8-Br-cAMP stimulated capsaicin responses are not inhibited by morphine. (A) FLAG-MOP/TRPV1 double stable HEK293 cells (Colony 21) were loaded with the fluorescent Ca²⁺ dye Fluo-3 and Ca²⁺ responses to injection of 300 nM capsaicin were monitored using a fluorescent Microplate reader.

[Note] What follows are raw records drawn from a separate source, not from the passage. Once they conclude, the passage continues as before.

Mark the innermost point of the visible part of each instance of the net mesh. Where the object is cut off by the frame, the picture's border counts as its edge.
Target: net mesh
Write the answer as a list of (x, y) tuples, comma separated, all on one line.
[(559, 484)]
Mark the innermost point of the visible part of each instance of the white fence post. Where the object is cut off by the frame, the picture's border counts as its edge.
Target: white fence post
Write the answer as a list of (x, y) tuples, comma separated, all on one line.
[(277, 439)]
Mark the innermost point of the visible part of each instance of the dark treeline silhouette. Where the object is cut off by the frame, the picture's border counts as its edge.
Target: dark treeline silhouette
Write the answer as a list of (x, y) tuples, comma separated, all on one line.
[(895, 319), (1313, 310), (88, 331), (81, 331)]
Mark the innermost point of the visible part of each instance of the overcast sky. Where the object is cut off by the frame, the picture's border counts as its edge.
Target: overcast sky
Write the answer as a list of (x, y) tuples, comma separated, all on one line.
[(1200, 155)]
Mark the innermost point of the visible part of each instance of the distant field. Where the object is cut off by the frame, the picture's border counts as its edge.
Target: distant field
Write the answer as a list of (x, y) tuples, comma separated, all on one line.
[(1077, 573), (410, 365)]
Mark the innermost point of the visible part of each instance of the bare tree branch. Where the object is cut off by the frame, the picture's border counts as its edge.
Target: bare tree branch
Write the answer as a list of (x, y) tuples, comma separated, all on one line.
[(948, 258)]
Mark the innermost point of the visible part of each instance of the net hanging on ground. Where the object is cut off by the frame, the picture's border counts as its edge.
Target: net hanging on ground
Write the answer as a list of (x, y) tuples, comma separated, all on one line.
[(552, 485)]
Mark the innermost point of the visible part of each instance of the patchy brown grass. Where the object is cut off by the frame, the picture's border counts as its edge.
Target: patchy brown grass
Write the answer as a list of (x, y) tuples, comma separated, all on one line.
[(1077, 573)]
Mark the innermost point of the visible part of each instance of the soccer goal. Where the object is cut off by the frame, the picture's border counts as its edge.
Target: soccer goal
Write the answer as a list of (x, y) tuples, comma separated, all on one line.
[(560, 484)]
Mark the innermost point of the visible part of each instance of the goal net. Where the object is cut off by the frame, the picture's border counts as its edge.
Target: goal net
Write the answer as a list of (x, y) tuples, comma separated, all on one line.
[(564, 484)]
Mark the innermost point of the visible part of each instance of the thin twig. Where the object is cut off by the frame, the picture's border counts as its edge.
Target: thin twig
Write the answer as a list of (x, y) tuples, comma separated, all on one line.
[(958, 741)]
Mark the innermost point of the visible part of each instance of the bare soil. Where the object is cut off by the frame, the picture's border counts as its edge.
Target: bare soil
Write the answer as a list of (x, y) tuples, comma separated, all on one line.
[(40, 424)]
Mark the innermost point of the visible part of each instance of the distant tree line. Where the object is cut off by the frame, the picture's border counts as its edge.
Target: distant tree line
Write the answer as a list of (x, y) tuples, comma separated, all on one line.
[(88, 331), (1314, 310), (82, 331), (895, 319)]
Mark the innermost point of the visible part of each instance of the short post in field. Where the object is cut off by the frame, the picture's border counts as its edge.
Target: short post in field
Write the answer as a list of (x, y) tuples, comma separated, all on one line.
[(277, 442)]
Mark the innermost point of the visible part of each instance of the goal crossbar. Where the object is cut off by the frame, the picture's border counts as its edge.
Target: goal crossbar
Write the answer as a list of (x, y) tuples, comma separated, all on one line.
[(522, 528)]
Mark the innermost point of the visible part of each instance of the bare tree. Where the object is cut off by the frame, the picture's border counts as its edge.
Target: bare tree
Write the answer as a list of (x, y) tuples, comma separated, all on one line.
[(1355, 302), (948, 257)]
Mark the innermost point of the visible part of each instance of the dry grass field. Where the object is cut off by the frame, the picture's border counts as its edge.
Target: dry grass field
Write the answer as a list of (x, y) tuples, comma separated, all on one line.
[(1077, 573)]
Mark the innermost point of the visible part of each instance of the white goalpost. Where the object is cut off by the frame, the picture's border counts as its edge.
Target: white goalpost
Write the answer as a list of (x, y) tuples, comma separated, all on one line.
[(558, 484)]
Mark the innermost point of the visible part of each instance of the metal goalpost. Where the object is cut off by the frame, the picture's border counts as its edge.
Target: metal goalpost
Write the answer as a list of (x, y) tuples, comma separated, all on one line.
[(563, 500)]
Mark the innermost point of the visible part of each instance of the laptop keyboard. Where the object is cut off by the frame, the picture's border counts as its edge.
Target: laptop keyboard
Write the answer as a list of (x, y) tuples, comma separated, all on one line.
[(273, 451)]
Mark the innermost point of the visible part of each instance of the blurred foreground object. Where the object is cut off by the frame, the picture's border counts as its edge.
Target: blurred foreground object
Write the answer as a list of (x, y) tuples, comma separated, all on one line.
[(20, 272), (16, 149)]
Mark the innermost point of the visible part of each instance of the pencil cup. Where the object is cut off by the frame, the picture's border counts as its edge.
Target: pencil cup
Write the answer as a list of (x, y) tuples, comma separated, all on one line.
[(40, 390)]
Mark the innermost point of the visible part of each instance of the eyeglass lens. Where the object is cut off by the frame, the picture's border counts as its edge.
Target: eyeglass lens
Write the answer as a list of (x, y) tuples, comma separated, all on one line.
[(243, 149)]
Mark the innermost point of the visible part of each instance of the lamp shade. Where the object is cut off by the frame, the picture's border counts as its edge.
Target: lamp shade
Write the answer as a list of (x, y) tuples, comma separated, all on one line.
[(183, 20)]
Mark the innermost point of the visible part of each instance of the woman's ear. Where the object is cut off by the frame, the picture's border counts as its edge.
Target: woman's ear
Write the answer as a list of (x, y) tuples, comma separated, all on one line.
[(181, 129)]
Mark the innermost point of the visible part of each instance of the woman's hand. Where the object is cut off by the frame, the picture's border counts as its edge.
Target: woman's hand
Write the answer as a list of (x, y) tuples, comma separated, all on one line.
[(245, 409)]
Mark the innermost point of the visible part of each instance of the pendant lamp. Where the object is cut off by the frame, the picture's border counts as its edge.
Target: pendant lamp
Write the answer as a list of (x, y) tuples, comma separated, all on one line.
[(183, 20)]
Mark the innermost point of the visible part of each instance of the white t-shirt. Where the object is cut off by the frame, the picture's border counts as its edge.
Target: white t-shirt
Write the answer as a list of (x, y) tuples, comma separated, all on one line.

Cells were pre-incubated for 15 min with IBMX (100 μM) as well as varying concentrations of the direct PKA activator 8-Br-cAMP (1 mM, 300 μM, 100 μM, 30 μM, 10 μM, 3 μM, 1 μM or PSS). Capsaicin (300 nM) was injected and Ca²+ responses plotted as the maximum increase in ΔF/F after capsaicin injection. Pre-incubation with 8-Br-cAMP and IBMX potentiated Ca²⁺ responses to 300 nM capsaicin in an 8-Br-cAMP-concentration-dependent manner. (B) Morphine does not inhibit capsaicin responses potentiated by the direct PKA activator 8-Br-cAMP. Fluo-3 loaded FLAG-MOP/TRPV1 cells were incubated with PSS for untreated cell (◆) or morphine (1 μM) for treated cells (○) for 15 min, followed by potentiated with IBMX (100 μM) and 8-Br-cAMP (300 μM) for 15 min. Untreated control responses are denoted by (*). Pre-incubation with morphine did not inhibit 8-Br-cAMP potentiated capsaicin responses (○). Data are presented as mean ± SEM for n = 4–8. (C) Morphine does not inhibit capsaicin responses potentiated by the PKC activator PMA. Fluo-3 loaded FLAG-MOP/TRPV1 cells were incubated with PSS for untreated cell (*). PMA-potentiation was achieved by incubation of cells for 10 minutes with PMA (100 nM), preceded by 15 min incubation with PSS for control responses (○) or morphine (1 μM) for treated cells (▼). Pre-incubation with morphine did not inhibit 8-Br-cAMP potentiated capsaicin responses.

Figure 8

Cultured Dorsal Root Ganglion Neurones co-express TRPV1 and MOP. (A) DAPI stain (blue) shows cell nuclei of neurones as well as accessory cells. (B) Labelling with anti-MOP antibody, visualised with a FITC-conjugated secondary antibody, shows expression of MOP protein in cells with neuronal morphology, but not accessory cells. (C) TRPV1 protein (red) was visualised using a TRPV1 antibody with Cy3-conjugated secondary antibody. (D) Overlay of panels A, B and C shows co-expression of TRPV1 and MOP (yellow) in cultured DRG neurones. Scale bar = 12 μm.